Television and film[edit]

Armesto played Charles V, Holy Roman Emperor in the series The Tudors. He starred in the 2008 ITV drama series The Palace as the King's carefree younger brother Prince George.[1] He then played the character of Edmund Sparkler in the 2008 BBC version of Charles Dickens' novel Little Dorrit. In the 2011 film Pirates of the Caribbean: On Stranger Tides Armesto played the Spanish King Ferdinand VI. He plays the poet and playwright Ben Jonson in Roland Emmerich’s feature film Anonymous.

Armesto has also been in two stories of the British sic-fi series Doctor Who ("Bad Wolf/The Parting of the Ways" [2005] and "Human Nature/Family of Blood" [2007]).

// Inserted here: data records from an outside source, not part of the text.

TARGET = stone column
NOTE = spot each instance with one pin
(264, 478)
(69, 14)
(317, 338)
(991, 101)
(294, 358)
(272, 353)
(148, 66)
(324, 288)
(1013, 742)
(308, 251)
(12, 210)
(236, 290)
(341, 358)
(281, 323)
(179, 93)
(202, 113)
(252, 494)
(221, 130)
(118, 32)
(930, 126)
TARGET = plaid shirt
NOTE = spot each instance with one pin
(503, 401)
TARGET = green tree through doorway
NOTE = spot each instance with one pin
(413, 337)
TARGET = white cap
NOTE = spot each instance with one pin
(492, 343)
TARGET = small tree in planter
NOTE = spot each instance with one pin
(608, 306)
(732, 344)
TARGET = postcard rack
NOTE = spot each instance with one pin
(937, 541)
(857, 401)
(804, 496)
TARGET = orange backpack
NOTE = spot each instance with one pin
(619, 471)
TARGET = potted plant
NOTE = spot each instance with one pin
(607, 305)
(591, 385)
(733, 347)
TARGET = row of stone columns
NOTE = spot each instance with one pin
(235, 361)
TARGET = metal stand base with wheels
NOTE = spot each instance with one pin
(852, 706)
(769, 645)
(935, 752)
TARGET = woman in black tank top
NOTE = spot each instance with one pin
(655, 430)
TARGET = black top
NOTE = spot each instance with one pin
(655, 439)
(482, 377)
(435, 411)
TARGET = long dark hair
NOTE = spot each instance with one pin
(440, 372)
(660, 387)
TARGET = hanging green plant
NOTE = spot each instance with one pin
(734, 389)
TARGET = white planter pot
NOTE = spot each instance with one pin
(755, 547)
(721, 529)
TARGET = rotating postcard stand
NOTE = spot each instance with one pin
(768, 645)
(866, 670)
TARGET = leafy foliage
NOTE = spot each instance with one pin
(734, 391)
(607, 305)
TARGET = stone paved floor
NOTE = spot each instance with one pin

He has also played Simon in "Nanny McPhee", and played a cameo role as a First Order officer in "Star Wars Episode VII: The Force Awakens" [2015].


Armesto has acted in high-profile theatre productions in Britain, including three shows at the National Theatre and one at the Royal Court. He also writes and directs theatre with company Simple 8. His productions include directing and adapting Les Enfants du Paradis to great acclaim.[2] Most recently, he co-wrote and directed a play based on William Hogarth's The Four Stages of Cruelty[3] and new versions of The Cabinet of Dr. Caligari and Moby-Dick.



  1. ^ Banks-Smith, Nancy (15 January 2008). "G2: Last night's TV: The Palace is not only tosh - it will never top the antics of the real royal family". The Guardian. p. 31.
  2. ^ McGinn, Caroline (26 May 2011). "Theatre - Psycho's progress; Adam Brace and Sebastian Armesto visit the London roots of their Hogarth-inspired drama with Caroline McGinn. Portrait Rob Greig". Time Out.
  3. ^ Mountford, Fiona (31 May 2011). "Wild Times and Rich Promise". The Evening Standard.